The scripts change the default routes from one to the other and in no way do load balancing. They are developed strictly for failover, not for load balancing. Since the removal of RainConnect from the market place I'm not sure how you can do load balancing with ISA 2004/2006. That is what the bulk of this particular thread discusses.

(in reply to djinks)

Post #: 30

RE: Multiple External Interfaces Failover - 12.Feb.2008 11:29:25 PM

khan_raiderz

Posts: 4
Joined: 19.Apr.2007
Status: offline

Hi,

i have a scenario like this, i have two machines ISA Server enterprise 2006 and configure NLB for the internal network. I have 3 network :

-internal
-external
-Perimeter

but i also had 2 ISP which provided different bandwidth

the 1st ISA have 5 network card and name it by connection :

- To External ISP 1                                                                                           -
- To External ISP 2
- To Internal Load Balancing
- To Heartbeat (ISA array communication)
- To DMZ / perimeter

the 2nd ISA have the 5 network too and basically the same as the 1st ISA.

I want to ask, can isa server configured as the scenario?
by mean to do failover and also have network load balancing at the same?
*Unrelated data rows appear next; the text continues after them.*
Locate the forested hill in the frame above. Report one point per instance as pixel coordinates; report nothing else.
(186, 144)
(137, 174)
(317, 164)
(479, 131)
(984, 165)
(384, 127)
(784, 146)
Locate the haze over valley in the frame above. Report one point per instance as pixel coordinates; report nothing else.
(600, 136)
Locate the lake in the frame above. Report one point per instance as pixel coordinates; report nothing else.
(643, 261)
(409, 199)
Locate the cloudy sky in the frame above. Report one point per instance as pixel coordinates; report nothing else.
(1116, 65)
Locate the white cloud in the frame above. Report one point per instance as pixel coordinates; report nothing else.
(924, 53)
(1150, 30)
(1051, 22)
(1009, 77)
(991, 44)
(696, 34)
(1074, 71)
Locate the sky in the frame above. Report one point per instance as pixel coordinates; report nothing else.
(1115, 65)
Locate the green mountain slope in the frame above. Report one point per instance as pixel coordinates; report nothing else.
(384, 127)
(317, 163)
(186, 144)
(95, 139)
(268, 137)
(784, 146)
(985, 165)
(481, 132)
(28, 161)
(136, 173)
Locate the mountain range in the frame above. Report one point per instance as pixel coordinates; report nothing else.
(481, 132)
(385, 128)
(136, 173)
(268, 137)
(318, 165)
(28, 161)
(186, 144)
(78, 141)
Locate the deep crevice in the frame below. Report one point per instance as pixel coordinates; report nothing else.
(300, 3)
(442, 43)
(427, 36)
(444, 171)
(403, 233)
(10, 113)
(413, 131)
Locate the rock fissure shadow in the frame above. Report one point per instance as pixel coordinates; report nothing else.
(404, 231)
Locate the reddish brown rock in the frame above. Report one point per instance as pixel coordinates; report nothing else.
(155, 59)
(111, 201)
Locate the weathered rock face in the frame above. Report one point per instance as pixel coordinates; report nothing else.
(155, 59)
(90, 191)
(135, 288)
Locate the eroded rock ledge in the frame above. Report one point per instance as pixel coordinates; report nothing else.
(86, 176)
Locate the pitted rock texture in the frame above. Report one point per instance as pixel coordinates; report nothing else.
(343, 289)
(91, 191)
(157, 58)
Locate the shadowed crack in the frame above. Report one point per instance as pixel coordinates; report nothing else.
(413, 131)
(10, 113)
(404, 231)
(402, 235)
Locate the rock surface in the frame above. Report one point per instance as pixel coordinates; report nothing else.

ISP1      Perimeter network
    \   \        |
      \   \      |
       \    ISA 1 -----------------\
        \ /      | Heartbeat                  >----- Internal Network Load balanced
        /  ISA 2 -----------------/
      /  /
    /   /
ISP 2

thx

(in reply to robbosch)

Post #: 31

RE: Multiple External Interfaces Failover - A different... - 13.Feb.2008 12:57:01 AM

adamwerner

Posts: 1
Joined: 29.Jul.2007
Status: offline

I realize this is not exactly what Kristan was asking for but: Is it at all feasible to consider a low-cost Dual-Wan or Multi-Wan "hardware" stateful packet inspection device to perform the desired failover? I see it as a simpler and possibly faster alternative to a software solution.
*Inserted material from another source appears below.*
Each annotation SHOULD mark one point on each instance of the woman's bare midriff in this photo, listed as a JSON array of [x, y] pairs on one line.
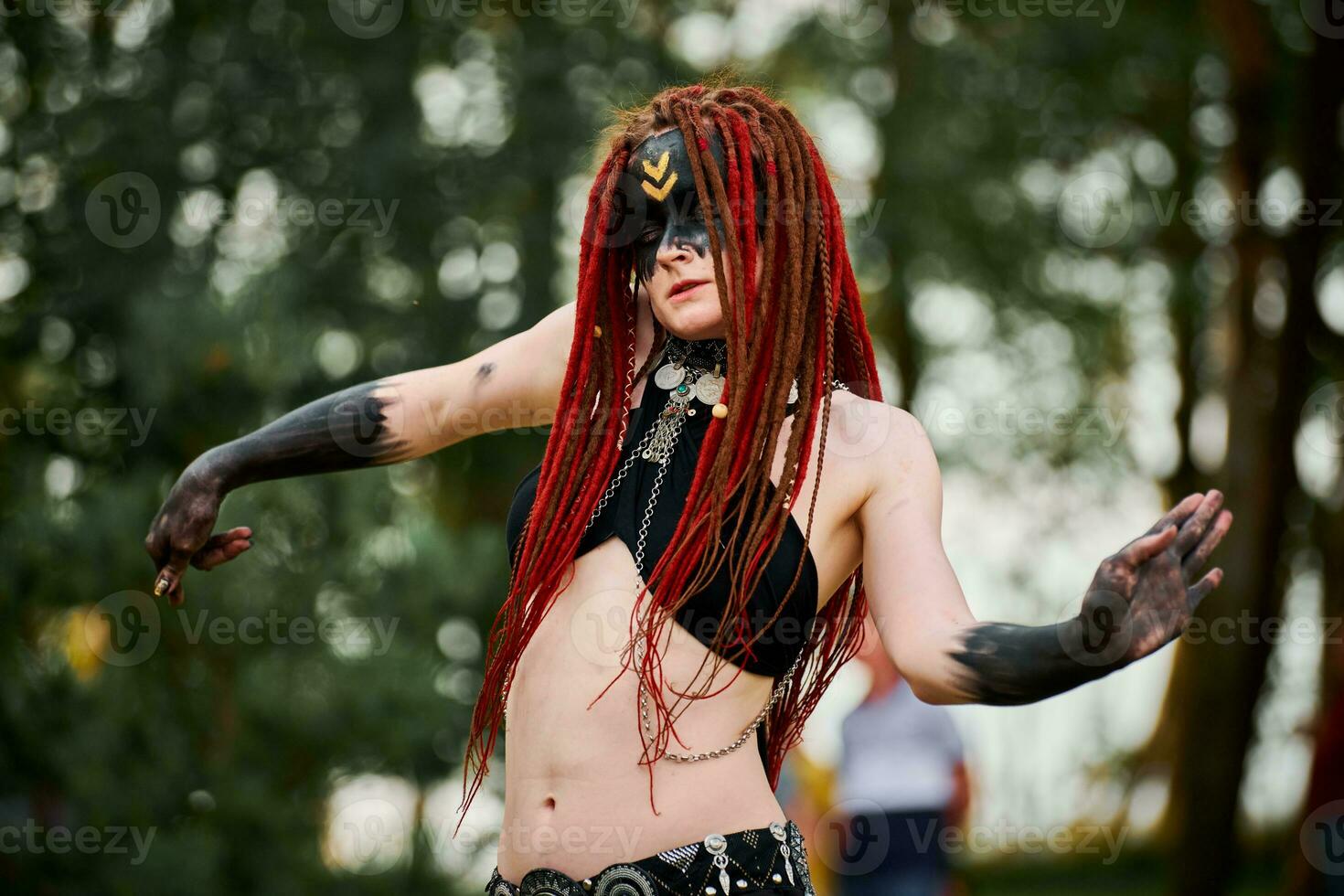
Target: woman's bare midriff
[[575, 795]]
Depending on the model you choose, you can also use these devices for bandwidth aggregation, but please keep expections realistic please... Some believe that they will double their upload speed or have some other "Wow" type of expectation. I have tested almost every multi-wan device on the US market I could find for my own network as well as for recomendatons to my clients and I have had some very good results with many of them, including the better known ones and the lesser known ones [and less costly] such as Xincom, Hot Brick and Level One/CP. At under $300USD or even less for a Dual or even Quad wan device with built in non-managed switch, some of these devices are great bargains. Most of these devices support "Drop In/Transparent (Bridge) mode so you do not need to do much in the way of replacing or reconfiguring your exisiting network infrastructure. Perhaps best of all, since you are connecting your broadband devices to the load balancer device and the load balancer device to your ISA server External interface, your multiple load-balanced wan connections are pretty much transparent to ISA. ISA 'sees' the multiple wan/broadband connections as a single external network behind the External NIC card in your ISA Server.
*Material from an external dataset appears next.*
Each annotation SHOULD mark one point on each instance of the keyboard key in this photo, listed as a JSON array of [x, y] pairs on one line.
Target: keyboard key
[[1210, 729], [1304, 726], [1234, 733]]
This was just a thought I wanted to throw out there. I have been working with ISA 2000/2004 and 2006 for several years now and I absolutely love the product. I have convinced more than a few hard-core pro "hardware only" firewall folks to impliment ISA 2004/2006 as more than just a web proxy...

P.S.: My apologies if my email was not as clear as it could have been... I have been on overload re-engineering a large enterprise network with a huge Internal global network that is far from well documented or even secure. It's my own fault though; senior management finally listened to my pleas and proposals to impliment a network perimiterized zoned DMZ model for most of their core mission-critical servers and since the overall network was somewhat of a mess before I began the project, I get to help clean it all up as well as support the ISA initiative. As they say, be careful what you wish for. Sorry, I'm off topic now. ...And I think, off to bed as well.